His warm-up question is easy, but the follow-up catches her off-guard, and Steve winds up gutted on her patio. He has one final question. Guess it correctly and supposedly she lives. Guess it incorrectly, however...
"What door am I at?"
You can see the blood leave her face. Cowering behind the TV and refusing to answer out of abject terror, she grabs a letter opener as a last-ditch effort at self-defense when a chair comes crashing through the patio doors. He's in, and she has to hide.
Casey quietly sneaks outside only to see her parents' car slowly coming up the driveway. As she's about to make a run for it, Ghostface bursts through the window and grabs her. She's able to get away, but not for long. He tackles her to the ground. She runs. He comes up behind her and in painfully slow motion swings his knife and stabs her in the chest.

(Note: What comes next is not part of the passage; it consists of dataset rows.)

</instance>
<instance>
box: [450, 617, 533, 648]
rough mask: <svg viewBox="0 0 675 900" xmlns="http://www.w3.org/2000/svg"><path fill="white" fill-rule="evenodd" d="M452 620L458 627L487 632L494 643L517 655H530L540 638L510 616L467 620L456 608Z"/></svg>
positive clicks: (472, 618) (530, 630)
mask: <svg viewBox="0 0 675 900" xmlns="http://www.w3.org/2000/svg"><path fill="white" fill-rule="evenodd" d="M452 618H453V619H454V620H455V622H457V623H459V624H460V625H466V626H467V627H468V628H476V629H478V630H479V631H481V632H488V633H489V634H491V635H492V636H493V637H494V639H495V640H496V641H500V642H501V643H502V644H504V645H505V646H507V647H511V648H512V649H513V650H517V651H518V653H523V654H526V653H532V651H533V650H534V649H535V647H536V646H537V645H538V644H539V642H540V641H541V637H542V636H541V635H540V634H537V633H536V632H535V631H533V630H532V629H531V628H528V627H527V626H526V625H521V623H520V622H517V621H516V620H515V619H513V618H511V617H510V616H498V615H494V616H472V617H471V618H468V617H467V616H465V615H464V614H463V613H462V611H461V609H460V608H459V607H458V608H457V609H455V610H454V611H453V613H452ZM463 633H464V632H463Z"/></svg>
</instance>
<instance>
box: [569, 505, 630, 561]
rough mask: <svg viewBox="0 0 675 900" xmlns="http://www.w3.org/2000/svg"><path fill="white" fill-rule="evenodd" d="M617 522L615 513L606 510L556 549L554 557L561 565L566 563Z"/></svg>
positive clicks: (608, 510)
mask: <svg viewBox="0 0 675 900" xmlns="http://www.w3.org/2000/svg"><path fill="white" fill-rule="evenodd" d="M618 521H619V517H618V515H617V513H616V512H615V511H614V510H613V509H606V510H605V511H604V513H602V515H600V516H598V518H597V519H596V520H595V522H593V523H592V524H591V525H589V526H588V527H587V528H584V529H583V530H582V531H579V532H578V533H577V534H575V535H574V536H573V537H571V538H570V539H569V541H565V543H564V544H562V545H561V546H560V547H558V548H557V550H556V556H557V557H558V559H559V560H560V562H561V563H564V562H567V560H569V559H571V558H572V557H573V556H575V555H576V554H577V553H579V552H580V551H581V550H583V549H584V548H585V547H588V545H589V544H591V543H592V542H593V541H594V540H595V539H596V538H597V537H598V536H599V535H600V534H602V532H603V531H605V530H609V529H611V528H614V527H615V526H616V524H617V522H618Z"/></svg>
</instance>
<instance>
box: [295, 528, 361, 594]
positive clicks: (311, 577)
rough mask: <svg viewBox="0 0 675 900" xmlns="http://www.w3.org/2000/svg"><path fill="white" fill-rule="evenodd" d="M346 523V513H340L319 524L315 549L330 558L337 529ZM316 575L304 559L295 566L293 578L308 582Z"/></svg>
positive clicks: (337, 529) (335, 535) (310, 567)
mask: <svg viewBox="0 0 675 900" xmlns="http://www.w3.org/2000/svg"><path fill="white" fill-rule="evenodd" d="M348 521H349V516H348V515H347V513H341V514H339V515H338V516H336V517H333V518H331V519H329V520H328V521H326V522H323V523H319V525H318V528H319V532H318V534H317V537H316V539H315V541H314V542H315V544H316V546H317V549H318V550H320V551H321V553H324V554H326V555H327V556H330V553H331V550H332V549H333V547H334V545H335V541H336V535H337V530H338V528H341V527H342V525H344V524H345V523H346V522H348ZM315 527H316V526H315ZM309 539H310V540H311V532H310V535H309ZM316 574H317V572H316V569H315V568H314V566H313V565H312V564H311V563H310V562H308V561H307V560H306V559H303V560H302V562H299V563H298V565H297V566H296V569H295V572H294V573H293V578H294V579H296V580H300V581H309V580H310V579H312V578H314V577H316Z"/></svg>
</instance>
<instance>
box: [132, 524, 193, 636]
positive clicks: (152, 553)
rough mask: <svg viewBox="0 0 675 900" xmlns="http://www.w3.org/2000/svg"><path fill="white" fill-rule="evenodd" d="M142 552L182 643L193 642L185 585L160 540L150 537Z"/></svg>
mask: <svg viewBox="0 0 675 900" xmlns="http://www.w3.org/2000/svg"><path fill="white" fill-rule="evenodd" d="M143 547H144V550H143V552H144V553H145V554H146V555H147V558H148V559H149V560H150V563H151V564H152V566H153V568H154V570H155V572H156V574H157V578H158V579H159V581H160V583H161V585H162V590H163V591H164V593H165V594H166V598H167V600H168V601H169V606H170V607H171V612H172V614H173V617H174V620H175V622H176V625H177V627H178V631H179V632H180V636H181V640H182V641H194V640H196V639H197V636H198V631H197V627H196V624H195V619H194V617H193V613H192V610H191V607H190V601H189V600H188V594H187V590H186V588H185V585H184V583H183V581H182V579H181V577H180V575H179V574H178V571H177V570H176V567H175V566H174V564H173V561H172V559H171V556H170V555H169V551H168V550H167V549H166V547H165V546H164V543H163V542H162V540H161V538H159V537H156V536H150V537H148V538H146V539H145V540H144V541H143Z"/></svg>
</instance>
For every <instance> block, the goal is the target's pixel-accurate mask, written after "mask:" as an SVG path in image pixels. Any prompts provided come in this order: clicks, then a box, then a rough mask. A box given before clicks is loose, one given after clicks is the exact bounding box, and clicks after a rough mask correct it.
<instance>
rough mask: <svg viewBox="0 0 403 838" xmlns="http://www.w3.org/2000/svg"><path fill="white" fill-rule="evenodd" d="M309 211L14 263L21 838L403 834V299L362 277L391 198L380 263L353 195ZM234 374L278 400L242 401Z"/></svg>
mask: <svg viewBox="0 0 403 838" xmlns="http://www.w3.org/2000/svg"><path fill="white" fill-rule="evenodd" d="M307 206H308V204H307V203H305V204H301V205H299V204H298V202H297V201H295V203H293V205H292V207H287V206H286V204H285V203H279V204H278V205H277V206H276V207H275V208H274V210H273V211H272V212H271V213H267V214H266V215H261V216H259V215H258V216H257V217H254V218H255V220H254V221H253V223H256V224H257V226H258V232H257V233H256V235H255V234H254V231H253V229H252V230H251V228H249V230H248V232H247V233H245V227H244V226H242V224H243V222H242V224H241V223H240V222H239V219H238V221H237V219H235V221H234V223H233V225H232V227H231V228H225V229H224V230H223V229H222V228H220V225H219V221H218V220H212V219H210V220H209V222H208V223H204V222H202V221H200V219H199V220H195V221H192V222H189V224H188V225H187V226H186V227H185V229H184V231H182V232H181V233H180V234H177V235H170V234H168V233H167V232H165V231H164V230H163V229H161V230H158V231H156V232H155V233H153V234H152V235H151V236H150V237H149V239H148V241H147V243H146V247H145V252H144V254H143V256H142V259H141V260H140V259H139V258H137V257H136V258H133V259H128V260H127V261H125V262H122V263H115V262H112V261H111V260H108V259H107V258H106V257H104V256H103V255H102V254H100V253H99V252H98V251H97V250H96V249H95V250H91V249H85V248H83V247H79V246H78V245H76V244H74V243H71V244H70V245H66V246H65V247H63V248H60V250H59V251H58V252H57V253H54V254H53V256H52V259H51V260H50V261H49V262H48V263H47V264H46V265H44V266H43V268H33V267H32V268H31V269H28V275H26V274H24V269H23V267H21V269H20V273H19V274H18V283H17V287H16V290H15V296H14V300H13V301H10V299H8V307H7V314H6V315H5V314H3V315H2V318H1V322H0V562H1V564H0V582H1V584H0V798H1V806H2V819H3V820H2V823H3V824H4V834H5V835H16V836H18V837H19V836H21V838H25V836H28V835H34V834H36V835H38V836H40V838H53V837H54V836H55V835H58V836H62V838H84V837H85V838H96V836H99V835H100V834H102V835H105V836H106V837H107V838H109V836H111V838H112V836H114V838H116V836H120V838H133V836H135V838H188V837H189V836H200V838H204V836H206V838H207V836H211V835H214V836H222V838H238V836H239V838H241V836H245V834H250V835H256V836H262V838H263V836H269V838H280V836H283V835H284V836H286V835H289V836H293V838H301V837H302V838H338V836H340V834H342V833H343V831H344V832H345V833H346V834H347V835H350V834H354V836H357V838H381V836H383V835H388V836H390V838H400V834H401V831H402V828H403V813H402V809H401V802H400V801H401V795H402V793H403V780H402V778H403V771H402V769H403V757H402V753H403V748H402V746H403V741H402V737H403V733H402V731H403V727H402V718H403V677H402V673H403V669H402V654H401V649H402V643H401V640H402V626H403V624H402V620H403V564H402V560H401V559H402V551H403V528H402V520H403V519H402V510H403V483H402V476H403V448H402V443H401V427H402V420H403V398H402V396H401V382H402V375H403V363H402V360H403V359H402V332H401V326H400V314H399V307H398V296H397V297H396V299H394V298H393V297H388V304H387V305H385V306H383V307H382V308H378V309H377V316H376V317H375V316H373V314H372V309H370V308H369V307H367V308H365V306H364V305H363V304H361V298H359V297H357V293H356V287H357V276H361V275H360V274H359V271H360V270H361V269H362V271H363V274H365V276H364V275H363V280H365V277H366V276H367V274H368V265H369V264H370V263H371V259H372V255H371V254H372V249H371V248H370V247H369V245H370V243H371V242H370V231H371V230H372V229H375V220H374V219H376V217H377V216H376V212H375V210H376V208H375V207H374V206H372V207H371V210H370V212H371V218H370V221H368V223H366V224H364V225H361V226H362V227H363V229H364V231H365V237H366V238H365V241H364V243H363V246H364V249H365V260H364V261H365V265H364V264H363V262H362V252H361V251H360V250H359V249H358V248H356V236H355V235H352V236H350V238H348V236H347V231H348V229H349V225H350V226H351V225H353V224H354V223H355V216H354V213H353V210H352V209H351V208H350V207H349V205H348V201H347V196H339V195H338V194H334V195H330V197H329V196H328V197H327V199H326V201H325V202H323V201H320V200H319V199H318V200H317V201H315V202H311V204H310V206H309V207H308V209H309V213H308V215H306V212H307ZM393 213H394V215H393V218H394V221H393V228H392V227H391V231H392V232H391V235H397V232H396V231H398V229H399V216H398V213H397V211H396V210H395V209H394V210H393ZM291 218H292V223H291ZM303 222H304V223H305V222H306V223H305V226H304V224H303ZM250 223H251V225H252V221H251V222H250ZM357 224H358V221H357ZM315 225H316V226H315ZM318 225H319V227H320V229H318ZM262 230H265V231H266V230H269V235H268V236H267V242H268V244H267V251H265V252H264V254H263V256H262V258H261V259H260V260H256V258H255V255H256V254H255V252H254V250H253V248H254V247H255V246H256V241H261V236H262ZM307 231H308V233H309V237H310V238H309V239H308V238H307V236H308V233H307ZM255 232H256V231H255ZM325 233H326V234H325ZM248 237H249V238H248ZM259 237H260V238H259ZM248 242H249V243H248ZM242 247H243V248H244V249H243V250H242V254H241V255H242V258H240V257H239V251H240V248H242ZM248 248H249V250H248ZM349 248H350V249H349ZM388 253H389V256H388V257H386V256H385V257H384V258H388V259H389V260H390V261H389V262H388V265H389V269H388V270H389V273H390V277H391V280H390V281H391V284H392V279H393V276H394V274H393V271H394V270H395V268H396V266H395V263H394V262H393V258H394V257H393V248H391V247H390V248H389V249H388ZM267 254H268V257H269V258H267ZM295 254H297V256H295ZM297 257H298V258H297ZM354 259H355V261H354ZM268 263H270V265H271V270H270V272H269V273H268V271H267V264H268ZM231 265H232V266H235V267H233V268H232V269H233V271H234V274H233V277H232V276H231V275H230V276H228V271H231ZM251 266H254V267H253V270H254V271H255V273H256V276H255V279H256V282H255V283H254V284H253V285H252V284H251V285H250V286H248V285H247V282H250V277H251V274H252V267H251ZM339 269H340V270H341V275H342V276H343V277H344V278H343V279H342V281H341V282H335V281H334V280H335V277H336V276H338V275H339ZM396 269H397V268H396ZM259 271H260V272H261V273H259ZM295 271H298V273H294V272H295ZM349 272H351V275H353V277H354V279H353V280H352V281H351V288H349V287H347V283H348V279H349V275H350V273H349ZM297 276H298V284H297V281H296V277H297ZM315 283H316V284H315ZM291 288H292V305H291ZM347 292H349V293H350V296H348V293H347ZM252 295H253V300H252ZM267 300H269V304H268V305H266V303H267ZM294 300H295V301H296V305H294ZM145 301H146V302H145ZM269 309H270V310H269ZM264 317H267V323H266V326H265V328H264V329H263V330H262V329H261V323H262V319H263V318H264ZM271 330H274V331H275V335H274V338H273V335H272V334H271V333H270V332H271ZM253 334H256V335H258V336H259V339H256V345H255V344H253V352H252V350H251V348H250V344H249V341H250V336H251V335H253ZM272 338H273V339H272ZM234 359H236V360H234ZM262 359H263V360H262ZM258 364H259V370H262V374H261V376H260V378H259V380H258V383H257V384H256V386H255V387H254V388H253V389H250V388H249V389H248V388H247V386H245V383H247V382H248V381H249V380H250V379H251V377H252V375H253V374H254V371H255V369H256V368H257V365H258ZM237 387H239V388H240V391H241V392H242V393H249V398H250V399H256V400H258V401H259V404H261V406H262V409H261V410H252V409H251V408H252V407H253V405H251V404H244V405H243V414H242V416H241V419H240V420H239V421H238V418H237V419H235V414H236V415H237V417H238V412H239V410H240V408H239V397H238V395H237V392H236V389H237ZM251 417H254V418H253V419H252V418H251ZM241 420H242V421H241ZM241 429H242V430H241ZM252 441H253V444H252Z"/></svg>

She's on the ground and in shock but fights back, only to be choked hard enough to fracture her larynx. She can't scream for help anymore, and it's just a few feet away. Her parents are walking up the front path as she pleads silently for help, sobbing, terrified. They're discussing the garden. They don't hear a thing.
Casey is stabbed repeatedly while the phone is still off the hook, clutched in her hand.

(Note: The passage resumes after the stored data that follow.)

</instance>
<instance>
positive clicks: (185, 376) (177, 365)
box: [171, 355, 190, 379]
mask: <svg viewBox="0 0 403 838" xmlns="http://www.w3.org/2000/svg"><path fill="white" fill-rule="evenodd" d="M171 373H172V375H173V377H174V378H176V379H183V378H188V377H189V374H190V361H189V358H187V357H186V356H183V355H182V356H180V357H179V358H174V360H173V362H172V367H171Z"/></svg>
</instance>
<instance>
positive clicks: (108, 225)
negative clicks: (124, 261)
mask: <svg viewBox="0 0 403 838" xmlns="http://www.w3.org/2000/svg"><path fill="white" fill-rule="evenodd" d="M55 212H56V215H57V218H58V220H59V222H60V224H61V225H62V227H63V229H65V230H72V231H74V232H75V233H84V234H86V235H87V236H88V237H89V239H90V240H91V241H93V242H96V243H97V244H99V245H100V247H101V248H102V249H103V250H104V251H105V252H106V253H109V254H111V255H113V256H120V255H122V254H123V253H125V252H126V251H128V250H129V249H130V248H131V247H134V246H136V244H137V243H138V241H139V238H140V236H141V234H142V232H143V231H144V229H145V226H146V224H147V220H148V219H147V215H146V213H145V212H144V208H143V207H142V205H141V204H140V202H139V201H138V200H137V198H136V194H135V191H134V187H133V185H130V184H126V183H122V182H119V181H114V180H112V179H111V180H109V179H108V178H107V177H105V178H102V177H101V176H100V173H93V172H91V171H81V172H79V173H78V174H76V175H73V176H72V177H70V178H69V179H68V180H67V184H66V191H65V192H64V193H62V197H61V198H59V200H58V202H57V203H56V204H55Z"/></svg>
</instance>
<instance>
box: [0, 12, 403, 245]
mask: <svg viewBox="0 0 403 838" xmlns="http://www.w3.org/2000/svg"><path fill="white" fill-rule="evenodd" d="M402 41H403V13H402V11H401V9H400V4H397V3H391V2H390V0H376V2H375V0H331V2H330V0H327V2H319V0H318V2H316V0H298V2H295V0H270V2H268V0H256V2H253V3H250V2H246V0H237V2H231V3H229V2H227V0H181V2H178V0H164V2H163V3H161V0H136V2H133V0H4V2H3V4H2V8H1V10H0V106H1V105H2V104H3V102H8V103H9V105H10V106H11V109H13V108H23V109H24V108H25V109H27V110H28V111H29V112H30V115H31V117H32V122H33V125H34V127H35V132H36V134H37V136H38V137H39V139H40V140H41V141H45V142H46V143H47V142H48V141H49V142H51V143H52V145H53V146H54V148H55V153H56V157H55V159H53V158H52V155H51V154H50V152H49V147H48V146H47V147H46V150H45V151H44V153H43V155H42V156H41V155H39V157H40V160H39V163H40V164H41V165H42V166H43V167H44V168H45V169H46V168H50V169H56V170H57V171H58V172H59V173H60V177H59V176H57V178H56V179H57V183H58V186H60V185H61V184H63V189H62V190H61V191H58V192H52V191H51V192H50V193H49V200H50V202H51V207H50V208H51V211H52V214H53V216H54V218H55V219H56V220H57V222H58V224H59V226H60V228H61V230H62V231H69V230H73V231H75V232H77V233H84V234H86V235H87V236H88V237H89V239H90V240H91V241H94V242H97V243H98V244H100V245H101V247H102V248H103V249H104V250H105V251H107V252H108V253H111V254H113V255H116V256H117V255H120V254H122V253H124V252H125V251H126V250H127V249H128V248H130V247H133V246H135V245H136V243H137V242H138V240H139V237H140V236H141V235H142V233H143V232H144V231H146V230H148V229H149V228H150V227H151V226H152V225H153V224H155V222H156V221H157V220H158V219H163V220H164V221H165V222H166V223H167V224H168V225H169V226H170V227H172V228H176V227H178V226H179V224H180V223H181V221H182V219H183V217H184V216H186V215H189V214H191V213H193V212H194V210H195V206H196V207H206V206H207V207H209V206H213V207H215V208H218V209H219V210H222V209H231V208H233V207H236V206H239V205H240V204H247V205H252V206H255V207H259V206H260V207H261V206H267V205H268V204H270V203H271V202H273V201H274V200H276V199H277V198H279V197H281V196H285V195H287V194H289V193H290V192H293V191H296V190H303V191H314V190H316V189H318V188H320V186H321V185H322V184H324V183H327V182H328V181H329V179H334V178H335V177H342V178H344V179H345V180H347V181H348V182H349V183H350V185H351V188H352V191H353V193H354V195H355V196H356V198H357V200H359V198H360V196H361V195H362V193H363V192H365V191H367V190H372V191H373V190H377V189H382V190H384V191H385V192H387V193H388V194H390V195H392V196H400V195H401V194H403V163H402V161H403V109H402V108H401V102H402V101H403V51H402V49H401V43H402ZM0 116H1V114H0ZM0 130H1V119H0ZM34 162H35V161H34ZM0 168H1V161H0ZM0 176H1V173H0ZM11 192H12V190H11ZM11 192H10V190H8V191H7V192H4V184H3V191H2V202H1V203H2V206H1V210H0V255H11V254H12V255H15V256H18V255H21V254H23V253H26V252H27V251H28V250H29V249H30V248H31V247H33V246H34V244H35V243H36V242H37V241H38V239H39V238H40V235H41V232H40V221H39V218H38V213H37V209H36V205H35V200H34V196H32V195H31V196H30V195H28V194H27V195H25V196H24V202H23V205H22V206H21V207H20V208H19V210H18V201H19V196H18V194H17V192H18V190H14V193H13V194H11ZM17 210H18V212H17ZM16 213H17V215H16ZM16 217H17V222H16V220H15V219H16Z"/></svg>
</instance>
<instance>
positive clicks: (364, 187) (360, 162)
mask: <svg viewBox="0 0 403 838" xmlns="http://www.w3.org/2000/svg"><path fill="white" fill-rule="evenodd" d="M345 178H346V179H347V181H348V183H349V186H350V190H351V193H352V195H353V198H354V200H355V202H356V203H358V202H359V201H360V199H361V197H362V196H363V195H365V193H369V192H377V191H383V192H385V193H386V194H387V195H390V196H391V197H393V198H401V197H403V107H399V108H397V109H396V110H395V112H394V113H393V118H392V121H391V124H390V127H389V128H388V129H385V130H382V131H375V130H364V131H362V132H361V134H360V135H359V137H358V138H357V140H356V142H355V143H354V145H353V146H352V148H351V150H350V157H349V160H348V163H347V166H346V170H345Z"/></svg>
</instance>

This is where Craven really hits the home run.
Her parents, frantic and afraid, are running through the house, progressively seeing more traces of Ghostface's carnage. They're calling out for their daughter, clearly petrified something's happened to her. When her mother (Carla Hatley) picks up the phone to call the cops, she can hear Casey on the line. She's listening to her daughter getting murdered with no idea where she is or how to help her. She's powerless. Casey's father (David Booth) takes the phone as Casey lets out one last whimper and Ghostface presumably destroys the receiver.
Her father urges Casey's mother to drive to the neighbors' place and call from there as she pleads through heaving sobs, "Not my daughter!"

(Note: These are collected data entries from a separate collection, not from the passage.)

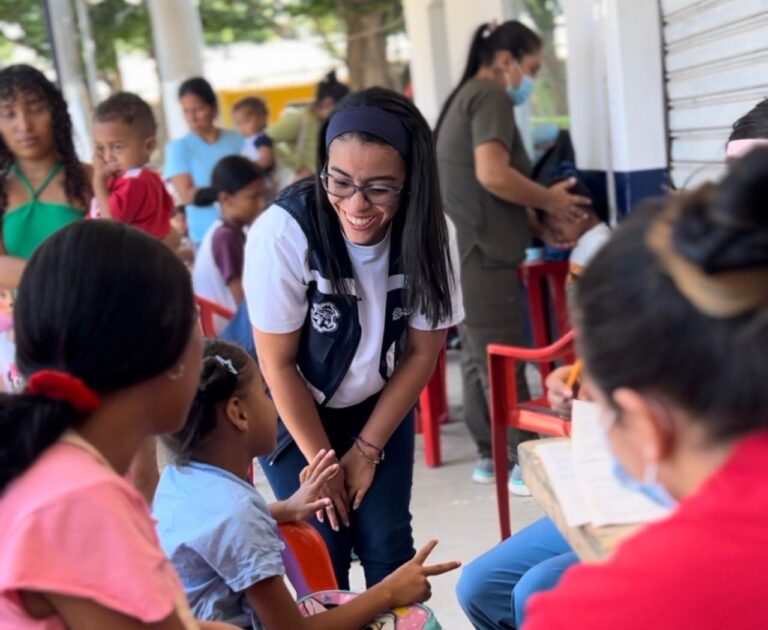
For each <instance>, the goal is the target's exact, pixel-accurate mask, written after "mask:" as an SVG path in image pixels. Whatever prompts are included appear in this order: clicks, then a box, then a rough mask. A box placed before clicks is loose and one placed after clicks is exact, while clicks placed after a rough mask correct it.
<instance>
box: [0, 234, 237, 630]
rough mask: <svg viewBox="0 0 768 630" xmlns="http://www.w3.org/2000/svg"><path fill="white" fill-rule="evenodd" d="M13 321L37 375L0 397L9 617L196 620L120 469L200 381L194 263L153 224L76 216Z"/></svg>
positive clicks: (182, 423) (178, 422) (45, 264)
mask: <svg viewBox="0 0 768 630" xmlns="http://www.w3.org/2000/svg"><path fill="white" fill-rule="evenodd" d="M83 252H88V255H87V256H84V255H83ZM116 278H119V279H120V281H119V282H117V281H116ZM15 326H16V341H17V364H18V368H19V371H20V372H21V375H22V377H23V378H24V379H25V381H26V386H25V389H24V391H23V392H22V393H20V394H0V442H1V443H2V445H3V446H2V449H0V627H2V628H14V629H16V630H33V629H34V630H42V629H44V630H54V629H55V630H59V629H61V628H65V627H66V628H69V629H73V630H79V629H89V628H110V630H134V629H139V628H153V629H154V630H183V629H191V628H197V627H198V625H197V623H196V622H195V620H194V619H193V618H192V616H191V613H190V611H189V608H188V606H187V603H186V599H185V597H184V592H183V589H182V587H181V583H180V582H179V579H178V577H177V575H176V573H175V571H174V570H173V567H172V565H171V563H170V562H169V561H168V560H167V559H166V558H165V556H164V555H163V552H162V550H161V549H160V546H159V543H158V540H157V535H156V534H155V529H154V523H153V522H152V519H151V518H150V515H149V512H148V509H147V505H146V503H145V502H144V500H143V499H142V497H141V495H139V494H138V493H137V491H136V490H134V488H133V487H132V486H131V485H130V484H129V483H128V482H127V481H126V480H125V479H124V478H123V476H124V475H125V474H126V472H127V470H128V467H129V465H130V463H131V460H132V459H133V457H134V456H135V454H136V452H137V450H138V449H139V446H140V444H142V442H144V441H145V440H146V439H147V438H148V437H149V436H152V435H155V434H160V433H168V432H172V431H176V430H177V429H178V428H179V427H180V426H181V425H182V424H183V422H184V419H185V418H186V415H187V412H188V410H189V407H190V404H191V402H192V397H193V396H194V393H195V390H196V388H197V380H198V376H199V373H200V362H201V356H202V339H201V335H200V332H199V328H198V326H197V321H196V316H195V306H194V301H193V296H192V287H191V284H190V281H189V274H188V273H187V271H186V269H185V268H184V265H183V264H182V263H181V262H180V261H179V260H178V259H177V258H176V257H175V256H174V255H173V253H172V252H171V251H170V250H169V249H168V248H167V247H165V246H164V245H163V244H162V243H160V242H159V241H157V240H155V239H153V238H151V237H149V236H147V235H146V234H144V233H143V232H139V231H138V230H135V229H132V228H128V227H126V226H124V225H121V224H118V223H112V222H106V221H82V222H77V223H75V224H73V225H70V226H68V227H66V228H63V229H61V230H59V231H58V232H57V233H56V234H54V235H53V236H51V237H50V238H49V239H48V240H47V241H46V242H45V243H44V244H43V245H41V246H40V247H39V248H38V249H37V250H36V252H35V253H34V254H33V255H32V257H31V258H30V260H29V262H28V263H27V266H26V270H25V272H24V274H23V276H22V279H21V283H20V286H19V291H18V298H17V302H16V324H15ZM201 627H205V628H214V627H219V628H221V627H230V626H221V625H216V624H206V625H203V626H201Z"/></svg>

She opens the door clutching the car keys, steps outside, looks up and screams as she falls to her knees. Casey's father runs outside to investigate, and then we see it. Casey, hanging by the neck from the family's tree swing, disemboweled and swaying. Her father runs towards her almost as if he could save her, and suddenly the audience is watching from his point of view, bolting for the now deceased Casey, steam still rising off of her dangling intestines.
The impact (Matt's take)
We all understand the revolutionary impact "Scream" provided in the '90s, making "meta" happen in a significant, trendsetting way. Wes Craven and Kevin Williamson produced a slasher that poked fun at itself and an entire subgenre without hollow spoof humor. "Scream" is a masterclass of subversion, satire, and sickening kills, but the latter often gets shelved when conversations turn to the historical footprint "Scream" left on the horror universe. Casey's death is a gruesome reminder that Craven mutilates teens as well as he slays a clever narrative.
Killing Drew Barrymore like livestock in a slaughterhouse after mere minutes sets the audience up for continued unknowns. "Scream" takes tremendous strides to ensure viewers have no idea what could happen next because Craven introduces his killer and provides an exceptional murder before we even greet the main cast. That alone jumpstarts fear that tingles a bit pricklier, given the asserted air of unpredictability. If Ghostface can kill an American sweetheart before her Jiffy pops, who's to say there'll be structural rhyme or reason to what follows?
The greatest weapon in a horror filmmaker's arsenal is forgone expectations, thanks to creeping anxiety that won't stop nagging as convention goes head-first into a woodchipper.
Casey Becker dies brutally as a warning and promise. Her entrails spill over the green suburban lawn as a disruption of pleasant teen-flick ecosystems. Ghostface toys with his prey, pushing Casey to the brink of pure terror like he's feeding off the blonde's bloodcurdling shrieks. There's a punishing inhumanity to Ghostface's unwinnable game of trivia before finally carving Casey like a jack-o-lantern. It's a terrifying scene that kickstarts the heart of "Scream" with the clean stab of cold steel before anyone even has a chance to react.